The power of AI means you don’t have to make mistakes in your math, you let the AI do that for you.
Screenshot costs
Model | Input Cost | Cached Input Cost | Output Cost |
---|---|---|---|
gpt-5-2025-08-07 | $0.005 | – | $0.198 |
gpt-5-mini-2025-08-07 | $0.579 | $0.002 | $8.892 |
gpt-5-nano-2025-08-07 | $0 | – | $0.013 |
Report: Reconciling “Total tokens” vs. billed usage
What we computed from the billed $ amounts
Using your prices-per-million and the line items you shared, we re-derived tokens, limited by dollar figure accuracy (and verified in Python):
Model | Input | Cached input | Output | Model total |
---|---|---|---|---|
gpt-5 | 4,000 | — | 19,800 | 23,800 |
gpt-5-mini | 2,316,000 | 80,000 | 4,446,000 | 6,842,000 |
gpt-5-nano | 0 | — | 32,500 | 32,500 |
Total | 6,898,300 |
Breakdown:
- All inputs (incl. cached): 2,400,000
- All outputs: 4,498,300
- Grand total (input+output): 6,898,300
What the UI shows
- “Total tokens” (screenshot): 2,408,624
- Total requests: 451 (≈ 5,341 input tokens/request)
Reconciliation & findings
-
The UI’s “Total tokens” appears to be input-only
- Sum of billed input tokens we derived = 2,400,000.

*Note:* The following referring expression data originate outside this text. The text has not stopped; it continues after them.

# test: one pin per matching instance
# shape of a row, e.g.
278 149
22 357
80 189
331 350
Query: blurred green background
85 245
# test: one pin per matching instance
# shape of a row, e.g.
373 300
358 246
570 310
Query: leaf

- UI shows 2,408,624 → +8,624 tokens above the billed inputs.
- If the UI were counting input + output, it should be near 6.9M, not 2.4M.
Conclusion: That widget is best interpreted as prompt/input tokens (including cached input), not total input+output.
-
Why UI input (2,408,624) is slightly higher than billed inputs (2,400,000)

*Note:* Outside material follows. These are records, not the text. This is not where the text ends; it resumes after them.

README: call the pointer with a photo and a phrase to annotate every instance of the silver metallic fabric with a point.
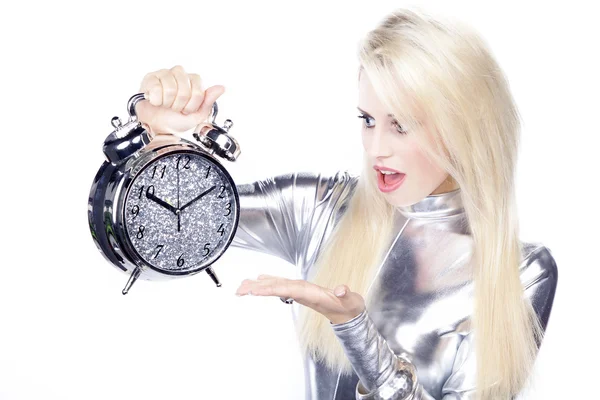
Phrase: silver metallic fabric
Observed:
(414, 340)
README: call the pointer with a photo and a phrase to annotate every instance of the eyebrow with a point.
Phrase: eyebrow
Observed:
(366, 113)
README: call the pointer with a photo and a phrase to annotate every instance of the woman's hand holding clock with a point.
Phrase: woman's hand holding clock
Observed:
(177, 101)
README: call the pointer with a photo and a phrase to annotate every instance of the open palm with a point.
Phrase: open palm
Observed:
(338, 305)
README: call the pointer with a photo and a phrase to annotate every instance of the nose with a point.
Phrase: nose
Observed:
(377, 143)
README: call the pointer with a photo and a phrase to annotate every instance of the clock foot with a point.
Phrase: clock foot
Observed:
(132, 278)
(213, 276)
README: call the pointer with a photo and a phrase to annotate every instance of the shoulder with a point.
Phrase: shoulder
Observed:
(537, 263)
(539, 276)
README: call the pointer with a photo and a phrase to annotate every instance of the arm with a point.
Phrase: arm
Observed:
(279, 214)
(388, 375)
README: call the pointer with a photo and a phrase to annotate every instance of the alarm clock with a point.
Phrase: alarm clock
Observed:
(164, 208)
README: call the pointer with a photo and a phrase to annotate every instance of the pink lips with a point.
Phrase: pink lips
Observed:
(381, 182)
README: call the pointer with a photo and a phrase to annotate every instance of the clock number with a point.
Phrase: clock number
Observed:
(159, 247)
(186, 166)
(162, 173)
(150, 191)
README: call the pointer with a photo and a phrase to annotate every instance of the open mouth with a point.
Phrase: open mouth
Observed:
(388, 181)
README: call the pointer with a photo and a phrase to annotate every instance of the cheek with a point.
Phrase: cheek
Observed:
(419, 168)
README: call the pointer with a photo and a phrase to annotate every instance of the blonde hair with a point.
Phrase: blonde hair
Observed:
(444, 70)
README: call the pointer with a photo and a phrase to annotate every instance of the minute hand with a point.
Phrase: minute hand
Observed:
(161, 202)
(196, 198)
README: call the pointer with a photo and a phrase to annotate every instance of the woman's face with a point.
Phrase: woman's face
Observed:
(388, 148)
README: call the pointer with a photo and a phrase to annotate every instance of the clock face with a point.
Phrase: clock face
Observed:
(181, 212)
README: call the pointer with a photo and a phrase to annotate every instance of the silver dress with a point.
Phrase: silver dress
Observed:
(414, 341)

Two effects can explain the +8,624 delta, and both are consistent with your notes:-
Free-tier input tokens are counted in the “Total tokens” widget but not in the cost line items until you overflow.
- The +8,624 looks like a small amount of free input tokens (likely mini/nano and/or GPT input) that were consumed but not billed. (note: the AI doesn’t understand that these would all come out first if you were enrolled in data sharing for daily free tokens)
-
Rounding of displayed $ amounts (shown to $0.001 precision) can alone account for a difference of this size.
-
Example sensitivities of a $0.001 change → token error:
- gpt-5 input ($1.25/M): ±800 tokens per $0.001 (±400 with half-cent rounding)

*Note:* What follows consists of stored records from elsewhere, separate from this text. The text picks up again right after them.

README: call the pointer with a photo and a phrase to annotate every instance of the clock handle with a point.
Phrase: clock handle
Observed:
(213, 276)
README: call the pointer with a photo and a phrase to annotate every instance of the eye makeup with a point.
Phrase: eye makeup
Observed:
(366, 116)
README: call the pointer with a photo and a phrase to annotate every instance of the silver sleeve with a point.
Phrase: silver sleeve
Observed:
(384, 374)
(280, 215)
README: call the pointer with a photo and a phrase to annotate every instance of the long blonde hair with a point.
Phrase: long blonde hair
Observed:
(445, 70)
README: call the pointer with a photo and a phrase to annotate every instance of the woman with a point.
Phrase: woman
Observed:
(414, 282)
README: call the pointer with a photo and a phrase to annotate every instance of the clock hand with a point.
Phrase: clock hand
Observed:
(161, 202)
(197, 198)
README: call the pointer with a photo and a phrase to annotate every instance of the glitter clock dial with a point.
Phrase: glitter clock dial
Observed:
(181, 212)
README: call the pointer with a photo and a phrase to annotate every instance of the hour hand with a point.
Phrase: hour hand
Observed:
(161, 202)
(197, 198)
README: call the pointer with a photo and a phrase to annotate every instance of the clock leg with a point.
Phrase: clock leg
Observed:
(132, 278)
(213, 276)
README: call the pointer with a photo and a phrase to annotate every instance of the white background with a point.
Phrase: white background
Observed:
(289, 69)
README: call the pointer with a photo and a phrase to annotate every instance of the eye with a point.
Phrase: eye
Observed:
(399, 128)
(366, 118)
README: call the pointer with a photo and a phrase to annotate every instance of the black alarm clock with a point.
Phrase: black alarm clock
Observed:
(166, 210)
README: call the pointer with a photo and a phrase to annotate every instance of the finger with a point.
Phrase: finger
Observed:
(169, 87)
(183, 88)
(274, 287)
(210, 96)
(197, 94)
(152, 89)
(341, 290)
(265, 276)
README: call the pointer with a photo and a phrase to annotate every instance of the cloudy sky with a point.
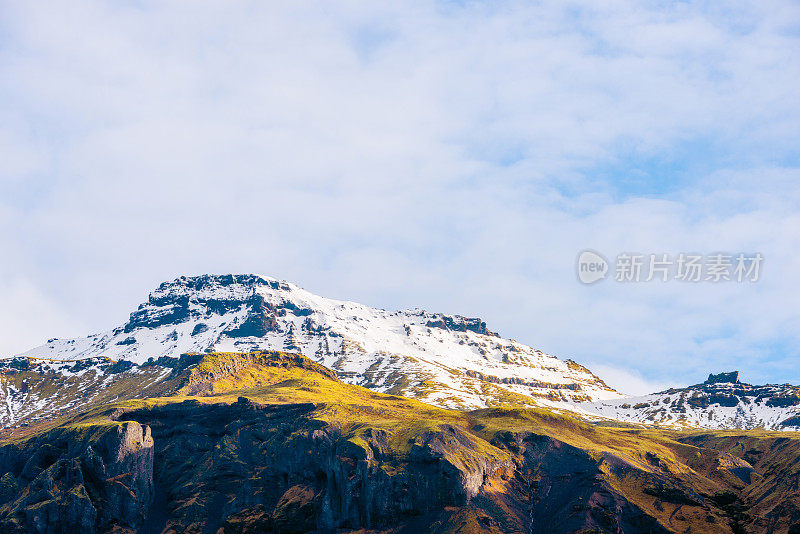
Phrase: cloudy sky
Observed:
(453, 156)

- gpt-5-mini input ($0.25/M): ±4,000 tokens per $0.001 (±2,000 rounding)
- gpt-5-mini cached input ($0.025/M): ±40,000 tokens per $0.001 (±20,000 rounding)
- gpt-5-nano input ($0.05/M): ±20,000 tokens per $0.001 (displayed $0.000 could still hide up to ~8,000 tokens)
-
Given these bounds, 8,624 is well within expected rounding noise if dollars are rounded before display.
-
-
-
No evidence of output tokens in that UI number
- Our derived output tokens alone are 4,498,300, which the widget clearly does not reflect.
Bottom line
-
Inferred tokens used (from billing):
- Inputs (incl. cached): 2,400,000
- Outputs: 4,498,300
- Total: 6,898,300
-
UI “Total tokens”: 2,408,624
-
Does it disagree?
Not once we interpret the widget as input-only tokens. The remaining +8,624 is plausibly explained by free input tokens that didn’t show in costs and/or rounding of the displayed $ amounts. Under either explanation, the small delta is reconcilable; there’s no sign of a billing inaccuracy in the data you provided.
If you can export the underlying (unrounded) dollar amounts or a per-direction token breakdown from the UI, we can pin down exactly how much of the +8,624 is free-tier vs rounding.